LRG Model Simulation Code Documentation

Note that this is an initial draft of both the final version of the code and documentation. Any contents herein are subject to change.

Table of contents

  1. Introduction
  2. Installation
    1. Requirements
    2. Walkthrough
  3. Usage
    1. Initialization
    2. Data Storage and Access
    3. Data I/O
    4. Model Simulation
  4. Technical Implementation Details

Introduction

This package contains a combination of python, C++, CUDA, and julia code to run the trade model simulation of the Long-run-growth project. The code is organized in such a way that the most performance sensitive and technical aspects of the codebase are handled in sufficient rigor by the lower level code while still allowing easy access to the overall model from a high-level, Python, object-based interface. This is done to combine the benefits of multiple languages and coding paradigms such that the code can be as performant as possible while still being accessible--at least at a high level--by somebody with minimal experience in low level and/or mathematical programming.

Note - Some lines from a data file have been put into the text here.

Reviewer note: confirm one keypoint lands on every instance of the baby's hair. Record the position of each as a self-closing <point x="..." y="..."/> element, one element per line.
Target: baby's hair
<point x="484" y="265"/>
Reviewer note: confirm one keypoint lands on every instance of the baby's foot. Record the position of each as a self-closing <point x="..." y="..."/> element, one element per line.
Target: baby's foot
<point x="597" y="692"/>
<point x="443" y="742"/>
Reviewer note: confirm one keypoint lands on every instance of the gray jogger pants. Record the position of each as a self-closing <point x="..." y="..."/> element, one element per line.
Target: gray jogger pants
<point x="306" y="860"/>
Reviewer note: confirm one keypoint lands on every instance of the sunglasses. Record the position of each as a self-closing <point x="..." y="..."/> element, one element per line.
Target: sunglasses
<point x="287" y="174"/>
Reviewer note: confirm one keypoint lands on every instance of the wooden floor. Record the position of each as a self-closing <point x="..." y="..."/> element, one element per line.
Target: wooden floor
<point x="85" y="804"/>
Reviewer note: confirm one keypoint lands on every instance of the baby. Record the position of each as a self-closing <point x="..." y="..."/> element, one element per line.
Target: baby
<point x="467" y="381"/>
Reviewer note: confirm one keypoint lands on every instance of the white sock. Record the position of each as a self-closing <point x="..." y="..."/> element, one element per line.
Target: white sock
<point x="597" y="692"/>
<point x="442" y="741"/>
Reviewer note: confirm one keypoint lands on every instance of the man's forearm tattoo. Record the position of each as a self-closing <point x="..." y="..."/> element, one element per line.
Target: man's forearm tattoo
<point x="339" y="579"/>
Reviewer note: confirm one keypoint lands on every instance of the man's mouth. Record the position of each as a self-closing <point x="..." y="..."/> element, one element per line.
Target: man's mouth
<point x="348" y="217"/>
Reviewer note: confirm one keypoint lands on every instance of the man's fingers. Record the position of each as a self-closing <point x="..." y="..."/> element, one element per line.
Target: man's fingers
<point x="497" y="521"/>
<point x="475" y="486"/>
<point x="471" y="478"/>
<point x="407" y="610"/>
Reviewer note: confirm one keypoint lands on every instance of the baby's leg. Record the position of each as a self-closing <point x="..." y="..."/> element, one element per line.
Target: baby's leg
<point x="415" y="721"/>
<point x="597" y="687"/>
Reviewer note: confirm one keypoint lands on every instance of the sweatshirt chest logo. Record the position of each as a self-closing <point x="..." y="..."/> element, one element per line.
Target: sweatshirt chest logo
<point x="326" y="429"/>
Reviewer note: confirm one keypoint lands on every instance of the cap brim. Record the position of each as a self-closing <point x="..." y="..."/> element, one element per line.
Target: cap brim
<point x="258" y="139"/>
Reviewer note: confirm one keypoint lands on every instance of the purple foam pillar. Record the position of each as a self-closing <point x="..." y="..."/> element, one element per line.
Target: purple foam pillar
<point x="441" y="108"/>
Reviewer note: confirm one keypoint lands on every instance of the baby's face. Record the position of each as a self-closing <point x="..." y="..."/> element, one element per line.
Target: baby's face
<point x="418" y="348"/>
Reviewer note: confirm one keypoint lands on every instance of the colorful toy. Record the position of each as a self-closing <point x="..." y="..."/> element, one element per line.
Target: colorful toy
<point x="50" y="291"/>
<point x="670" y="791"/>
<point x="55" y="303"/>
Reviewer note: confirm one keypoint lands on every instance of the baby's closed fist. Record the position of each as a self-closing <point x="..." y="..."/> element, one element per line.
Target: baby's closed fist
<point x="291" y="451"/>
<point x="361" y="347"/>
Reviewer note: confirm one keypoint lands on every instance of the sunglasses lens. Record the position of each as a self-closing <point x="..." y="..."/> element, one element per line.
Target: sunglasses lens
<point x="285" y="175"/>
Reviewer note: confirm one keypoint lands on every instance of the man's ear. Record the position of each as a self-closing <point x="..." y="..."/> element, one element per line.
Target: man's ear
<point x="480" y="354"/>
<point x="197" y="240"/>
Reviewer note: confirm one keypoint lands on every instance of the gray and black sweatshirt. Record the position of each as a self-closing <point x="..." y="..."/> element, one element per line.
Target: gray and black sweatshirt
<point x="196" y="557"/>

This documentation will cover, on one end, the high level interface to access the model and data through python, while also detailing the necessary steps to compile and run the entire codebase, and, finally, the more technical implementation details to allow for modification of any layer of the modular codebase.

Installation

Requirements

  • git
  • Python 3.11 or greater
  • A python virtual environment manager
    • i.e. pyenv w/ pyenv-virtualenv or conda
  • gcc compiler
  • GNU Make
  • For full GPU accelerated features:
    • A CUDA compatible GPU
    • A CUDA installation including:
      • cublas v2
      • cudart
    • nvcc compiler

Note that this installation procedure should be identical across most Unix systems (Linux/MacOS) however in order to properly install and run the package on Windows several changes would need to be made, in particular to the compilation and loading of the C++ shared libraries.

Walkthrough

  1. Clone the repo into the desired location
  2. Install the required python packages (ideally within a virtual environment):
  • numpy
  • juliacall
  1. From the project root directory run make all in the terminal to compile the C++/CUDA source code into shared libraries (.so files) in the lib folder
  2. If not already present make a folder called data in project root directory, this is where input and output data will be placed for the model
  3. To call the model from the associated python module either create a python script in the src directory and run it from the project root directory with python src/<script_name.py> or load model interface from a REPL or interactive shell started from the project root directory (in which case the core module should be imported with from src.sim.core import *)

Usage

Initialization

Within a script, the core model implementation can be imported with

from sim.core import *

Then, it is necessary to create a Model object with

<model_name> = Model(<model_size>)

Where model_size is either an integer variable or literal representing the number of active nodes within the model.

Data Storage and Access

Upon creation, the Model object will allocate the necessary memory to hold its data through the C++ API, these data arrays are exposed to the end Python user through the use of numpy arrays that are members of the respective Model object and can be accessed both for reference and assignment through

<model_name>.<array_name>

The currently accessible arrays are:

  1. A -- the vector of cell knowledge endowments
  2. L -- the vector of cell labor (population) endowments
  3. B -- the vector of cell inherent fertility values
  4. Y -- the vector of cell total incomes
  5. P -- the vector of cell ...
  6. Pi -- the vector of cell ...
  7. t -- the matrix (dim 2 array) of direct inter-cell travel costs
  8. tau -- the matrix (dim 2 array) of globally aggregated inter-cell travel costs
  9. X -- the matrix (dim 2 array) of ...
  10. Xi -- the matrix (dim 2 array) of ...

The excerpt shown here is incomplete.